16. The display device of claim 1, further comprising:

a third controller configured to receive third image data for a third portion of the display panel, and to generate third block representative value information for third pixel blocks located at the third portion of the display panel among the plurality of pixel blocks based on the third image data; and

a fourth controller configured to receive fourth image data for a fourth portion of the display panel, and to generate fourth block representative value information for fourth pixel blocks located at the fourth portion of the display panel among the plurality of pixel blocks based on the fourth image data,

wherein the first through fourth controllers are connected in a ring structure with respect to the first through fourth block representative value information.

17. The display device of claim 16, wherein a light profile output pin of the first controller is connected to a light profile input pin of the second controller,

wherein a light profile output pin of the second controller is connected to a light profile input pin of the third controller,

wherein a light profile output pin of the third controller is connected to a light profile input pin of the fourth controller, and

wherein a light profile output pin of the fourth controller is connected to a light profile input pin of the first controller.

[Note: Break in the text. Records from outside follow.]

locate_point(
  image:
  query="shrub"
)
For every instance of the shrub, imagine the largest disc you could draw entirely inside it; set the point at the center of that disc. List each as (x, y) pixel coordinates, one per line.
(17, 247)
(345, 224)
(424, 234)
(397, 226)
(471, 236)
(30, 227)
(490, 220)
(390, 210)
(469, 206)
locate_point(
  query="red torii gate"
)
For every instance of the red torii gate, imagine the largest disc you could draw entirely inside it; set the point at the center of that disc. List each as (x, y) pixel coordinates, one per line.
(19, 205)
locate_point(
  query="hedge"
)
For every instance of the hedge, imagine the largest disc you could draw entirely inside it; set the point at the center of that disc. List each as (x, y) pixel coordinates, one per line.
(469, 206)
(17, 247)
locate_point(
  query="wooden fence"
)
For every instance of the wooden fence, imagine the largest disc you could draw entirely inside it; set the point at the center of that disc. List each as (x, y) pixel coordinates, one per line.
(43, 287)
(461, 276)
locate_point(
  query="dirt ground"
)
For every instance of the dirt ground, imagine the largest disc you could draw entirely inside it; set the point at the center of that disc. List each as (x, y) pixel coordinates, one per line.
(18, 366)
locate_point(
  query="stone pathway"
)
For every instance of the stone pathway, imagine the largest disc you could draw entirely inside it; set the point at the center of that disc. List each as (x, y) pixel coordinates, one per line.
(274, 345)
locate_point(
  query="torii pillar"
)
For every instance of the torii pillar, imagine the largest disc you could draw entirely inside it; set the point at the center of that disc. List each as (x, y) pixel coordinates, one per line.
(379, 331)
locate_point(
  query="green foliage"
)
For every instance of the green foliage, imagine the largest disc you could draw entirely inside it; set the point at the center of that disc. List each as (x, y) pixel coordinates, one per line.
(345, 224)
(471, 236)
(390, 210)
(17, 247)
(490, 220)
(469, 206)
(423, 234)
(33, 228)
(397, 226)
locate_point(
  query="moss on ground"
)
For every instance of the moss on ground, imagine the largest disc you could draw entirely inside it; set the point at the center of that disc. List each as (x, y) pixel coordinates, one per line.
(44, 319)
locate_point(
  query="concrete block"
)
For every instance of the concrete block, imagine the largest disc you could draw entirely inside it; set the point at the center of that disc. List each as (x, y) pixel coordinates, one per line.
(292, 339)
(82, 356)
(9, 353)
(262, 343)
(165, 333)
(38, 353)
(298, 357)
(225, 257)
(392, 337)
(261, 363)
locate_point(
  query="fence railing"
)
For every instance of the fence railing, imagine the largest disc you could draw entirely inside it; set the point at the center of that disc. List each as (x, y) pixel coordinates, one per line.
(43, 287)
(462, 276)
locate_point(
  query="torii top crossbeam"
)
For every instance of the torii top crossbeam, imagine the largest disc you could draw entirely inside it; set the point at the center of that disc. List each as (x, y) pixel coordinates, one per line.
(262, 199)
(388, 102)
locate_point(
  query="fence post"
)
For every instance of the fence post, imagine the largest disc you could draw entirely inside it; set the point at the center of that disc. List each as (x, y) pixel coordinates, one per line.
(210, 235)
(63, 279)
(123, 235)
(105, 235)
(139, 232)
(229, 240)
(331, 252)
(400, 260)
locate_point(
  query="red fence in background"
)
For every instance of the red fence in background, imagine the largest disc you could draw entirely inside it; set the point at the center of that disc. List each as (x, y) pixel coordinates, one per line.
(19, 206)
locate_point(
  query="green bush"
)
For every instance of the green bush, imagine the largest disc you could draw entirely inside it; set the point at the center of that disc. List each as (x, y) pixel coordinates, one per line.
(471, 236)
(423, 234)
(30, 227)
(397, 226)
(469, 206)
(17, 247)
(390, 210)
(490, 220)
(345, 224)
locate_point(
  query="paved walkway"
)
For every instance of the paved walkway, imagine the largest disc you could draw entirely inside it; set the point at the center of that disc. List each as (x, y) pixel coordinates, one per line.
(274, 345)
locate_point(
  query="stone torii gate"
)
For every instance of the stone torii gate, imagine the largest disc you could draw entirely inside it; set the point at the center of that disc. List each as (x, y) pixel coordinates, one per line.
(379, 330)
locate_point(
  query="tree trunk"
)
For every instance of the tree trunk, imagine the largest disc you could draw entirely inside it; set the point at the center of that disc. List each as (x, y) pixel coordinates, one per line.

18. The display device of claim 16, wherein, during a first portion of a vertical blank period, the first block representative value information is transferred from the first controller to the second controller, the second block representative value information is transferred from the second controller to the third controller, the third block representative value information is transferred from the third controller to the fourth controller, and the fourth block representative value information is transferred from the fourth controller to the first controller,

wherein, during a second portion of a vertical blank period, the fourth block representative value information is transferred from the first controller to the second controller, the first block representative value information is transferred from the second controller to the third controller, the second block representative value information is transferred from the third controller to the fourth controller, and the third block representative value information is transferred from the fourth controller to the first controller, and

wherein, during a third portion of a vertical blank period, the third block representative value information is transferred from the first controller to the second controller, the fourth block representative value information is transferred from the second controller to the third controller, the first block representative value information is transferred from the third controller to the fourth controller, and the second block representative value information is transferred from the fourth controller to the first controller.

19. A display device comprising:

a backlight unit including a plurality of light emitting blocks;

a display panel including a plurality of pixel blocks respectively corresponding to the plurality of light emitting blocks; and

a plurality of controllers, each of the plurality of controllers being configured to: receive image data for a corresponding portion of the display panel; and generate block representative value information for a portion of the plurality of pixel blocks located at the corresponding portion of the display panel based on the image data,

wherein each of the plurality of controllers includes a light profile output pin at which the block representative value information is output, and a light profile input pin at which the block representative value information is received from another controller among the plurality of controllers, and

wherein the plurality of controllers are connected in a ring structure such that the light profile output pin of the each of the plurality of controllers is connected to the light profile input pin of the another controller.